Der Beklagte beauftragte die Klägerin unter Einbeziehung der VOB/B (2009) mit Abbrucharbeiten. Der Beauftragung lag das Angebot der Klägerin zugrunde, mit dem sie unter anderem die „Entsorgung von Bauschutt, Abfallschlüssel-Nummer 170106“ für die vorgegebene Menge von 1 Tonne zu einem Einheitspreis von 462 €/t netto angeboten hatte. Tatsächlich hatte die Klägerin nicht nur 1 Tonne, sondern 83,92 Tonnen zu entsorgen, weil beim Abbruch Bauschutt angefallen war, der Anhaftungen von Teer und Farbe enthielt und als Bauschutt mit gefährlichen Stoffen entsorgt werden musste.
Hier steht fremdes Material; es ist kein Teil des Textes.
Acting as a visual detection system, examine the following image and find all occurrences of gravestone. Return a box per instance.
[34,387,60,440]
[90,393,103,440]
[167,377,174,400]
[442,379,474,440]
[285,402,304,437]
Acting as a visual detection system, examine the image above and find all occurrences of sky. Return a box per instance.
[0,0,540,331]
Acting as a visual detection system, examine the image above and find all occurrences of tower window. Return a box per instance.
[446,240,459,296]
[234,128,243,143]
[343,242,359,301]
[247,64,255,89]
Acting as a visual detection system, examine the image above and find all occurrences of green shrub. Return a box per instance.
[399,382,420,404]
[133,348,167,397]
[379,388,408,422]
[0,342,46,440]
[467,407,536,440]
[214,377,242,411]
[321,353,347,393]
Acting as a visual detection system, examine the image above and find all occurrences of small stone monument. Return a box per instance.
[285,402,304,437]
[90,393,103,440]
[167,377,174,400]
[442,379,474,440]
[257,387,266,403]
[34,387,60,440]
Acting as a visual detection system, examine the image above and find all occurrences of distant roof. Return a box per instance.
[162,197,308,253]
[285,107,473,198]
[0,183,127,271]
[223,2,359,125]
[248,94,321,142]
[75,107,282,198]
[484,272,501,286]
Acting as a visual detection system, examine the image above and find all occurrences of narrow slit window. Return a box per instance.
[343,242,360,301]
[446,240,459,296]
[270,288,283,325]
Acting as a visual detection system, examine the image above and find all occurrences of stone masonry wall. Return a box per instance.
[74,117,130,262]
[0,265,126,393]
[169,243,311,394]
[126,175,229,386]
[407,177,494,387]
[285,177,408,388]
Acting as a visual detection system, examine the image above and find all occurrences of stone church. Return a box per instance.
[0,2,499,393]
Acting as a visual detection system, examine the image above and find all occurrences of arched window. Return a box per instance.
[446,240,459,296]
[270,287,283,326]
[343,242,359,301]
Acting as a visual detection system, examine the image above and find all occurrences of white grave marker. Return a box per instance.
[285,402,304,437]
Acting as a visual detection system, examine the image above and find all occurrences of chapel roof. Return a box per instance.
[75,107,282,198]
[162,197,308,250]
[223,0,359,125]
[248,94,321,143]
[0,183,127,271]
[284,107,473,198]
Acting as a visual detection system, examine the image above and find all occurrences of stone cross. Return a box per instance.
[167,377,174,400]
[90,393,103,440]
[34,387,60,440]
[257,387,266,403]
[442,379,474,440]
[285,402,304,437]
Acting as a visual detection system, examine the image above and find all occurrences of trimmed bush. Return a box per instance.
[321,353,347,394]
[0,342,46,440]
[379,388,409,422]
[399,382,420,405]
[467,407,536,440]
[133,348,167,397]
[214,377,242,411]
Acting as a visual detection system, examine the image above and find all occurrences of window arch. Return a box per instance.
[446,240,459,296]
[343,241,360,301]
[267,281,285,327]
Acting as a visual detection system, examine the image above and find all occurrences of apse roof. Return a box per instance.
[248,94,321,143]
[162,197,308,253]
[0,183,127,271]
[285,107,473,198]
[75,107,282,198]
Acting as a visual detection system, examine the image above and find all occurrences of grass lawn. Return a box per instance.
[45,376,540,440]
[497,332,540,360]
Eine Einigung über einen neuen Einheitspreis für die Mehrmengen kam nicht zustande. Der Bundesgerichtshof begründet seine Entscheidung unter anderem wie folgt (gekürzter Auszug aus der Urteilsbegründung):

„Da § 2 Abs. 3 Nr. 2 VOB/B keinen Maßstab zur Einheitspreisbildung beinhaltet, die Parteien sich auf einen entsprechenden Maßstab nicht geeinigt haben und er auch nicht aus einem allgemeingültiges Verständnis der Regelung durch die beteiligten Verkehrskreise oder eine bestehende Übung folgt, enthält der Vertrag eine Lücke, die im Wege der ergänzenden Vertragsauslegung nach §§ 133, 157 BGB zu schließen ist. Auch Allgemeine Geschäftsbedingungen können eine planwidrige Regelungslücke enthalten und einer ergänzenden Vertragsauslegung zugänglich sein.
Danach ist entscheidend, was die Vertragsparteien bei angemessener Abwägung ihrer Interessen nach Treu und Glauben als redliche Vertragspartner vereinbart hätten, wenn sie den nicht geregelten Fall bedacht hätten. Zu fragen ist also, welchen Maßstab die Parteien zur Bestimmung des neuen Einheitspreises vertraglich zu Grunde gelegt hätten, wenn sie seinerzeit vorhergesehen hätten, dass sie sich nicht auf einen neuen Einheitspreis für die relevanten Mehrmengen einigen können. Dabei entspricht es der Redlichkeit und dem bestmöglichen Ausgleich der wechselseitigen Interessen, dass durch die unvorhergesehene Veränderung der auszuführenden Leistungen im von § 2 Abs. 3 Nr. 2 VOB/B bestimmten Umfang keine der Vertragsparteien eine Besser- oder Schlechterstellung erfahren soll. Dies setzt voraus, dass keine Partei von der unerwarteten Mengenmehrung zum Nachteil der anderen Partei profitiert. Auch muss eine redliche Regelung eine gleichmäßige Verteilung des in der Unvorhersehbarkeit der Mengenmehrung liegenden wirtschaftlichen Risikos gewährleisten. Es gilt auf Seiten des Auftragnehmers eine nicht auskömmliche Vergütung zu vermeiden und auf Seiten des Auftraggebers eine übermäßige Belastung zu verhindern.“

Damit stellt sich der BGH der bisher gängigen Berechnung entgegen, nämlich der Fortschreibung der ursprüngliche Kalkulation des Auftragnehmers und ihrer Einzelbestandteile unter Berücksichtigung der Mehr- oder Minderkosten (vorkalkulatorische Preisfortschreibung). Die Berechnung nach den tatsächlich erforderlichen Kosten der über 10 v.H. hinausgehenden Leistungsbestandteile zuzüglich angemessener Zuschläge, etwa für Baustellengemeinkosten, allgemeine Geschäftskosten und Gewinn, ist nun maßgeblich. Das entspricht der gesetzlichen Regelung in § 650 c BGB, der mit der Reform des Bauvertragsrechtes und der gesetzlichen Regelung des Nachtrages im BGB Eingang gefunden hat.

Ob der BGH eine solche Berechnung künftig auch für die Fälle des § 2 Abs.5 und 6 VOB/B verlangen wird… in Ansehung der nun gesetzlichen Regelung im BGB nicht auszuschließen!